Statt nach Posen zum Talmudstudium zu gehen, zog er es dann doch vor, zunächst Jura in Frankfurt und ab 1919 Soziologie in Heidelberg zu studieren. Der allseits als »fromm« apostrophierte Student (»Mach mich wie den Erich Fromm, daß ich in den Himmel komm’« – witzelte sein Freund Ernst Simon) ging gut fünf Jahre lang täglich zum Studium des Talmud, der jüdischen Geschichte und Philosophie zu Rabbi Shneur Salman Rabinkow. Dieser vom messianischen Sozialismus und Chabad-Chassidismus Litauens geprägte Privatgelehrte und Lehrer übte einen großen Einfluß auf das Denken F.s aus. Hier lernte er den Chassidismus lieben und den Talmud humanistisch auslegen. Mit Rabinkow besprach er alle Details seiner Dissertation über die soziologische Bedeutung des jüdischen Gesetzes, die F. 1922 bei seinem Doktorvater Alfred Weber abgab.
Mit der Dissertation Das jüdische Gesetz. Zur Soziologie des Diasporajudentums begründete F. seine eigene Art jüdischen Denkens. Er wollte herausfinden, was Menschen innerlich ähnlich denken, fühlen und handeln läßt, wenn sie nicht durch Institutionen wie Staat und gesellschaftliche Ordnungen von außen zu einem bestimmten gesellschaftlichen Verhalten angehalten werden. Er wählte sich drei Erscheinungen des Diasporajudentums aus, den Karäismus, das Reformjudentum und den Chassidismus, um jeweils die Bedeutung einer durch die gelebte Tora bestimmten Lebenspraxis auf das Verhalten der Vielen zu untersuchen. Das gesellschaftsstiftende Moment des gelebten religiösen Ethos konnte er vor allem beim Chassidismus nachweisen.
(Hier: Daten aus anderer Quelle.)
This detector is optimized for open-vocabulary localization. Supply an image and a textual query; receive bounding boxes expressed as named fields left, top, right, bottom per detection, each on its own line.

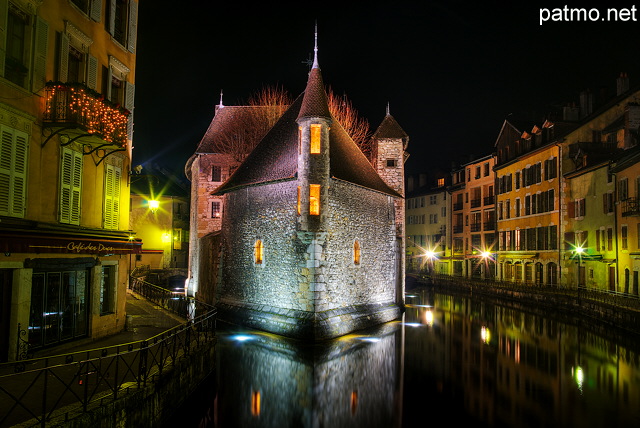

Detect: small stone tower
left=372, top=105, right=409, bottom=304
Die gesellschaftsbegründende Bedeutung, die F. in seiner Dissertation den gelebten Ethosformen zumißt, sprach er nach dem Bekanntwerden mit der Psychoanalyse Sigmund Freuds Mitte der zwanziger Jahre der durch die Lebenspraxis geprägten »libidinösen Struktur« bzw. dem »Gesellschafts-Charakter« zu. F. brachte soziologisches und psychoanalytisches Denken in seinem eigenen sozialpsychologischen Ansatz zusammen, der gerne als Freudo-Marxismus apostrophiert wird, in Wirklichkeit aber nur vor dem jüdischen Hintergrund des Frommschen Denkens adäquat verstanden werden kann. Mit diesem Ansatz grenzte er sich von einer an Institutionen interessierten Soziologie und einer an Trieben orientierten Psychoanalyse ebenso ab wie vom Mainstream des Marxismus und der Sozialpsychologie. Sein durch seine jüdischen Ursprünge definiertes erkenntnisleitendes Interesse hielt sich zeitlebens durch: Welche Lebenspraxis, das heißt, welche Erfordernisse des Wirtschaftens und der Vergesellung führen zu welchen Charakterbildungen und lassen deshalb Menschen ähnlich denken, fühlen und handeln?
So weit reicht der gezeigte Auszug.